Story: the migration that almost doubled latency
We migrated a core read path to a new backend and watched P95 latency climb. This is the story of how we noticed, rolled back, and changed how we plan migrations.
What happened
We had a classic good-news problem: the old data store backing a user-facing API was reaching its limits.
Reads were still within SLO, but we were running out of room to grow without increasingly awkward sharding. A newer backend promised better scalability and a cleaner data model.
The plan looked sensible on paper:
- write new data to both old and new stores
- backfill historical data into the new store
- flip reads over once we were confident
We did most of this.
Where we stumbled was the last step.
The flip
On a Wednesday afternoon, we flipped the read path for a subset of traffic to the new backend.
We had done the math on average latency:
- old store P95: ~220ms
- new store P95 in staging: ~230–240ms
That difference looked acceptable.
Within 20 minutes of the flip, our production P95 climbed to ~400ms for the migrated cohort.
SLO alerts started to fire.
At first, the graphs were muddy:
- some endpoints were still hitting the old backend
- retries and fallbacks were blending signals
- we had not broken out metrics by "old vs new" in all the right places
It took another 15 minutes to make the pattern unmistakable: requests hitting the new backend were materially slower at the tail.
The investigation
We paired an engineer who had lived with the old system for years with someone newer to the team who had led the new backend work.

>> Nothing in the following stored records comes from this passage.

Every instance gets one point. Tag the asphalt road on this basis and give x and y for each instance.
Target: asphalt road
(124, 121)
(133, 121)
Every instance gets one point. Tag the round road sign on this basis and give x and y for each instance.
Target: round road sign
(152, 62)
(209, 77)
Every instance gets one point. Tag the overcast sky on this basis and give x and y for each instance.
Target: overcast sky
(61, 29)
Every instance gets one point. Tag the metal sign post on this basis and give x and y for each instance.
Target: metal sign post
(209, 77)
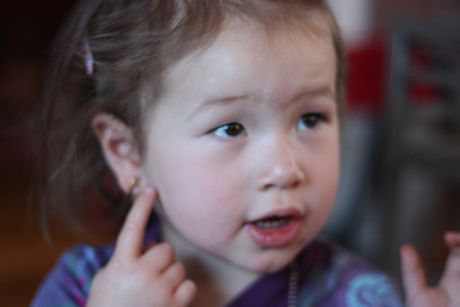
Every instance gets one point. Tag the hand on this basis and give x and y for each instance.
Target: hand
(418, 293)
(133, 277)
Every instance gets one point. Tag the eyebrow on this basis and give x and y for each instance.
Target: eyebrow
(306, 92)
(207, 103)
(314, 92)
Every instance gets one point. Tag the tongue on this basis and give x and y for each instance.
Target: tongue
(272, 223)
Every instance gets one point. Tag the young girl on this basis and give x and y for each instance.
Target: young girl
(220, 118)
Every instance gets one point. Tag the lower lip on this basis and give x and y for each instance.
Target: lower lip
(274, 237)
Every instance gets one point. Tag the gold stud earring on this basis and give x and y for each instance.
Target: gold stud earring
(133, 187)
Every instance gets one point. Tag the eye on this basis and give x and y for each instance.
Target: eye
(230, 130)
(310, 121)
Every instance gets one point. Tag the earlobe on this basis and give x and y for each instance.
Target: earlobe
(119, 148)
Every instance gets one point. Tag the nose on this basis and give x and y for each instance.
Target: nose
(280, 168)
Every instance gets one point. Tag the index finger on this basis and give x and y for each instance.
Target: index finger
(131, 237)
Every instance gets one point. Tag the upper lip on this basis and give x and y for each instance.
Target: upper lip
(279, 213)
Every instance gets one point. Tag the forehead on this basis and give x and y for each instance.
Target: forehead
(244, 50)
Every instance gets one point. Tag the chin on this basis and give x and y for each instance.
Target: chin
(270, 262)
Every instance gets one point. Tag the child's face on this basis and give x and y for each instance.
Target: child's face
(243, 145)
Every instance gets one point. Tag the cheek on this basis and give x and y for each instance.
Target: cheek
(194, 189)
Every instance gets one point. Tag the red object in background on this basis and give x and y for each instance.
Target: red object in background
(367, 76)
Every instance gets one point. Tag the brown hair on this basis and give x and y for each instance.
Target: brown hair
(132, 43)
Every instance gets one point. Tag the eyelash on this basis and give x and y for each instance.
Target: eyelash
(310, 120)
(234, 129)
(223, 130)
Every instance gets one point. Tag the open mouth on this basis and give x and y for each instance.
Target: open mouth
(273, 222)
(274, 230)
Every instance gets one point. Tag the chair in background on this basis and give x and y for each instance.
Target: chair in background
(420, 157)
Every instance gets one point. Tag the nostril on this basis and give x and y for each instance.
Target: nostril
(282, 178)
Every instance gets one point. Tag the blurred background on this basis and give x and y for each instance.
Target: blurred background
(401, 153)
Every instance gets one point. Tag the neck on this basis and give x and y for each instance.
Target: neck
(218, 281)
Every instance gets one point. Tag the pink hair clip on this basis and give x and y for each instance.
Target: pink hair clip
(88, 57)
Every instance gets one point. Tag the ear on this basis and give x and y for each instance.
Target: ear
(119, 148)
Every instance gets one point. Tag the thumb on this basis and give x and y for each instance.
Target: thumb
(413, 272)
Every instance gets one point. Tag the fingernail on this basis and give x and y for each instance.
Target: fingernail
(148, 190)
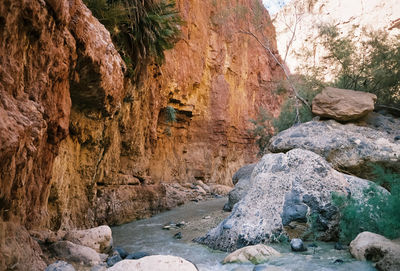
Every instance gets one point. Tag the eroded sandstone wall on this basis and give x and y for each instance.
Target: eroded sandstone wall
(113, 169)
(81, 145)
(305, 16)
(50, 51)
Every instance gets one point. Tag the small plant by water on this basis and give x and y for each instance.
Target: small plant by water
(376, 211)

They walked through what the request actually did end-to-end:
- auth check
- fetch from primary data store
- a couple of denormalized lookups
- a join against a per-user settings table
Nothing in that list was surprising.
What was surprising was the shape of the latency distribution:
- median latency was fine
- P95 and P99 were significantly worse
That usually means one of a few things:
- cache behavior is different
- a minority of requests take a slower path
- contention or locking issues show up only under load
We pulled sample traces for slow requests in both the old and new paths.
In the traces for the new backend, a particular query stood out: a join that we had added for convenience, consolidating what used to be two round-trips into one.
In staging, with small data sets and no contention, this looked elegant.
Under real traffic, against a much larger dataset, it turned into an occasional full-table walk when an index hint wasn’t applied.
The decision
By this point, we were ~45 minutes into the incident.
We had three options:
- Try to "fix" the query on the new backend in place.
- Reduce the percentage of traffic hitting the new backend and watch.
- Roll back all reads to the old backend and regroup.
We chose option 3.
The rule we agreed on ahead of time helped: if a migration threatens user-facing SLOs and we don’t have a small, well-understood change to fix it, we roll back first and debug second.
We rolled back the read path and watched P95 return to baseline over the next few minutes.
What we changed
The interesting part came after the incident.
We didn’t abandon the new backend. We changed how we approach migrations.
1. Break out "old vs new" explicitly
We added explicit dimensions to our metrics and traces for migration state:
backend=old|newmigration_phase=control|canary|rolled-out
This did two things:
- made it obvious which cohort was suffering
- let us compare distributions side by side, not averaged together
2. Define SLOs for the migration itself
Previously, we had SLOs for the service, not for the migration.
We added simple rules:
- During a migration, the canary cohort must not violate SLOs by more than a small margin.
- If the canary exceeds that margin for more than N minutes, we roll back automatically.
This turned the migration into a thing we could reason about, not just a one-time event.
3. Rehearse the rollback
We realized that while we had written down "we can flip reads back," we had never rehearsed it.
After the incident, we treated rollback like any other operation:
- we wrote explicit steps
- we ran them in a lower environment
- we measured how long it took and what signals we would watch
When we later retried the migration, rollback felt like a normal, boring tool—not a last resort.
4. Revisit the data model
The slow join taught us something about the new backend: it made certain cross-cutting reads easy and tempting.
We pulled those reads out of the hot path:
- denormalized some data into precomputed tables updated asynchronously
- made other data accessible via separate, clearly-labeled endpoints
The result was a hot path that asked simpler questions of the backend, with richer, slower queries moved to places where they wouldn’t hurt user-perceived latency.
5. Document the "migration shape"
We wrote a short internal guide for future migrations:
- start with a tiny canary (e.g., 1% or one internal cohort)
- instrument old vs new explicitly
- define roll-forward and roll-backward criteria
- keep the old path healthy until the new one has earned trust
It wasn’t a new idea in the industry. It was just something we had to make explicit for ourselves.
Takeaways
- Migrations are product changes. They deserve SLOs, canaries, and clear rollback rules.
- Median latency can look fine while tails get worse; watch the whole distribution.
- New backends often make it easy to ask more complex questions. Keep those out of the hot path.
- Practicing rollback before you need it turns a risky decision into a routine operation.
- Instrumenting "old vs new" explicitly is cheaper than trying to tease them apart under pressure.